West Virginia has one of the nation's lowest populations of undocumented immigrants, and is losing population faster than any other state, but Trump's first mention of the wall brought one of the night's loudest roars.

“We're going to have strong, powerful borders,” Trump said. “We're going to have the wall. Mexico is going to pay for the wall.”

He attacked the country's trade policies and Democratic frontrunner Hillary Clinton in one blow — blaming her for the North American Free Trade Agreement, passed during her husband's administration.

“NAFTA, I think, was probably the worst piece of economic development,” he said, going on to criticize the Clinton administration. “These are people, that make these deals, that are either taken care of by their contributors and donors or they're stupid.”

He promised a 35 percent tariff on re-imports from American companies that move factories to Mexico and to renegotiate trade deals to “bring jobs and money and economics back to our country.”

Trump spent about 10 minutes recounting his recent successes, which caused his last two Republican opponents — Texas Sen.

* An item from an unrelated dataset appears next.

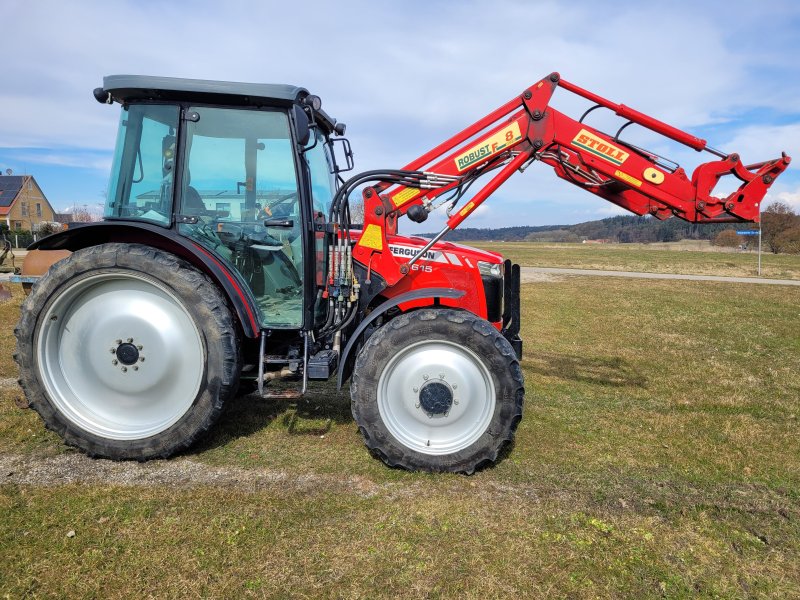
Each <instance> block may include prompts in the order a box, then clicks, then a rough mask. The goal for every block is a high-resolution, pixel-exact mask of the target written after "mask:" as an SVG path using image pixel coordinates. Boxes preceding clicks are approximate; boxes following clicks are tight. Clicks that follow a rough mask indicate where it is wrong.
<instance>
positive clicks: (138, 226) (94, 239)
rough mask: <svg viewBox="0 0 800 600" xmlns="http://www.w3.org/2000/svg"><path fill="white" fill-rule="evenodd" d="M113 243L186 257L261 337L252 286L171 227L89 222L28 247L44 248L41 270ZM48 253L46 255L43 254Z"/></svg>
mask: <svg viewBox="0 0 800 600" xmlns="http://www.w3.org/2000/svg"><path fill="white" fill-rule="evenodd" d="M111 242H117V243H127V244H144V245H146V246H152V247H154V248H158V249H160V250H164V251H166V252H170V253H172V254H174V255H176V256H179V257H180V258H182V259H184V260H185V261H187V262H188V263H190V264H191V265H193V266H194V267H195V268H197V269H198V270H200V271H202V272H203V273H205V274H206V275H208V276H209V277H210V278H211V280H212V281H213V282H214V283H216V284H217V286H218V287H219V288H220V289H221V290H222V291H223V293H224V294H225V296H226V297H227V298H228V301H229V303H230V305H231V306H232V307H233V309H234V311H235V312H236V316H237V318H238V320H239V324H240V325H241V327H242V332H243V333H244V335H245V336H246V337H248V338H257V337H258V335H259V331H260V328H259V326H258V318H257V316H256V315H258V309H257V308H256V304H255V300H254V299H253V297H252V294H251V293H250V290H249V288H248V287H247V286H246V285H245V284H244V283H242V282H241V281H240V279H239V277H238V276H237V275H236V273H234V271H233V270H232V269H230V268H229V267H228V266H227V265H226V264H225V262H224V260H223V259H222V258H220V257H219V256H217V255H216V254H215V253H213V252H211V251H209V250H207V249H206V248H202V247H201V246H199V245H198V244H195V243H194V242H192V241H191V240H190V239H188V238H185V237H183V236H180V235H178V234H177V233H176V232H175V231H173V230H171V229H164V228H163V227H158V226H156V225H150V224H148V223H138V222H126V221H101V222H100V223H87V224H86V225H80V226H78V227H73V228H70V229H67V230H66V231H62V232H60V233H56V234H54V235H49V236H47V237H44V238H42V239H41V240H39V241H37V242H34V243H33V244H31V245H30V246H28V250H29V251H32V250H39V251H42V252H40V253H37V254H38V256H37V259H38V263H39V264H38V266H37V270H39V271H40V272H44V271H41V268H42V267H41V265H42V262H44V263H48V261H49V263H48V264H46V267H49V266H50V265H52V264H53V263H55V262H57V261H58V260H61V259H62V258H64V256H65V253H64V251H68V252H75V251H76V250H80V249H81V248H88V247H90V246H98V245H100V244H107V243H111ZM45 252H47V255H45V254H44V253H45ZM50 252H52V254H50ZM23 269H24V267H23ZM45 270H46V268H45ZM23 274H24V270H23Z"/></svg>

Ted Cruz and Ohio Gov. John Kasich — to drop out.

“We won all of the stuff and then, all of a sudden, they just had enough,” Trump said.

Trump bragged that he has self-funded his campaign (he has funded about 75 percent of it).

That was a big part of his appeal for Ronald Lovejoy, of Lincoln County.

“He's for the people and he's financed his own self,” Lovejoy said.

Trump announced Thursday that he would begin a serious fundraising operation for the general election, but Lovejoy didn't mind that Trump would start soliciting donations.

“I haven't given to the Republican Party because of the way they've been treating him,” he said. “But once it's all for him, I'll start giving.”

Trump made an oblique reference to the sex scandal during the Clinton White House years when he said of Hillary, “She was a part of almost everything, almost I said, not everything.”

The crowd laughed and cheered and Trump joked, “I didn't think the people of West Virginia thought like that, that's terrible, you should be ashamed of yourselves.”

He complained that hairspray isn't as good as it used to be, blaming regulations on aerosol put in place to stop the depletion of the ozone layer.

“It used to be real good,” he said. “Today you put the hairspray on, it's good for 12 minutes.”

He pulled back his hairline, proving he wasn't wearing a toupee, as the crowd roared.

“So if I take hairspray, and if I spray it in my apartment, which is all sealed, you're telling me that affects the ozone layer?” Trump said. “I say no way folks, no way, no way. It's like a lot of the rules and regulations you folks have in the mines for safety and stuff.”

Trump promised to return to West Virginia before November (the election that matters) and said West Virginia is a “very important state to win.”

“You've got to remember in November,” he said. “Seems a long time away, but it's not far at all and I'll be back.”